The 2024 IP Impact Study: Trends in Benchmarking Value found that 70% of in-house lawyers and 65% of law firms expect patent and trademark filings to be higher this year, while only 1% of in-house lawyers and 5% of law firms expect volumes to decrease.
Most respondents are also optimistic that IP budgets will increase this year to support the pace of activity, despite a broader strain on resources. Just over two-thirds of in-house teams and law firm IP departments expect IP spend to increase this year, with much of that investment being focused on hiring support staff, IP management tech or speciality IP service providers.
Joe Dearing, executive vice president for IP solutions at UnitedLex, said: “Companies are understanding that the value of their organisation is more and more dependent on their IP. There is a heightened mandate for IP teams to protect their companies’ assets while demonstrating operational rigour and fiscal accountability.”
Increased IP activity is creating challenges for in-house IP teams and law firms. A majority of in-house teams (62%) said regulatory change was a top five factor negatively impacting the return on investment of their IP portfolios, followed by product development (55%) and resource constraints (45%). Law firms said resource constraints was the most common factor negatively impacting the profitability of IP prosecution work (57%), followed by the cost of hiring specialist IP lawyers (57%) and regulatory changes (48%).
The survey highlighted that the IP prosecution tasks creating the most drag on in-house resources are trademark clearance activities (46%), followed by invention disclosure statements (44%) and trademark filings (43%). By contrast for law firms, the biggest drag on resources are drafting office action responses (59%), docketing and double docketing (54%) and invention disclosure statements (47%).
Dearing said: “Headwinds and operational drag impacting IP teams, including the growing number of US and global filings, the scarcity of IP expertise and protocols to mitigate risk, make IP a costly business function if not measured and managed strategically.”
The report outlines that in-house IP teams need to get a better handle on their data to demonstrate the value the IP department is delivering to the wider business so it is not just seen as a drain on company resources. Some 55% of in-house teams said product revenue is a key focus when demonstrating value to senior executives, followed by IP portfolio growth (51%) and litigation outcomes (46%).

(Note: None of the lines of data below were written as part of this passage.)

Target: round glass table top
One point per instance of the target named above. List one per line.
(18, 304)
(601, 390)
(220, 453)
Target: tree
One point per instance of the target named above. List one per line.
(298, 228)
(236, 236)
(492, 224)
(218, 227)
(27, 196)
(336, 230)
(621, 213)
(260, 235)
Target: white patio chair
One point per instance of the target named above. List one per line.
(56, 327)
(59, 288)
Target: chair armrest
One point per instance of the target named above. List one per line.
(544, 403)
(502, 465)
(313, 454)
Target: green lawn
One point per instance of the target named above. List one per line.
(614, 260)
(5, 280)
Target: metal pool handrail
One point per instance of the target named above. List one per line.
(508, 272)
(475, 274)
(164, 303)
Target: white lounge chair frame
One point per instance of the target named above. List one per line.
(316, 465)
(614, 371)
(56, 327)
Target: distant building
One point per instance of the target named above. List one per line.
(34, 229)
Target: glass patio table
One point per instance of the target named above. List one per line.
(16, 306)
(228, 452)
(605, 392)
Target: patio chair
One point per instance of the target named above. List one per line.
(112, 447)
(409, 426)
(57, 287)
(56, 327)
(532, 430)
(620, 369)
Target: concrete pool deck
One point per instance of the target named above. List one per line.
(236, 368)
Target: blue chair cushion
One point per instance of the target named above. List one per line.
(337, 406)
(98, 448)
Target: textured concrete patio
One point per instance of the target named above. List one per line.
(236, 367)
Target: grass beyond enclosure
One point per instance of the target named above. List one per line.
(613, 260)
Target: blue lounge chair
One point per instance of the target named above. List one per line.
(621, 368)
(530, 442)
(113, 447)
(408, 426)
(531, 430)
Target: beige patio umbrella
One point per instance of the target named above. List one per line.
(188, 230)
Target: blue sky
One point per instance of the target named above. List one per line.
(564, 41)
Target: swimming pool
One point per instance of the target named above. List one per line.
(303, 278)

Rajitha Boer, UnitedLex chief client officer, said: “There are very few organisations I have seen that have turned their IP departments into a revenue generating department rather than a cost centre. If in-house teams can show they are generating revenue, it makes their life so much easier, because they are moving the dial for the company.”
The report was based on a survey of 200 in-house legal professionals and law firm IP practitioners in the US including practice group heads, general counsel and chief IP officers.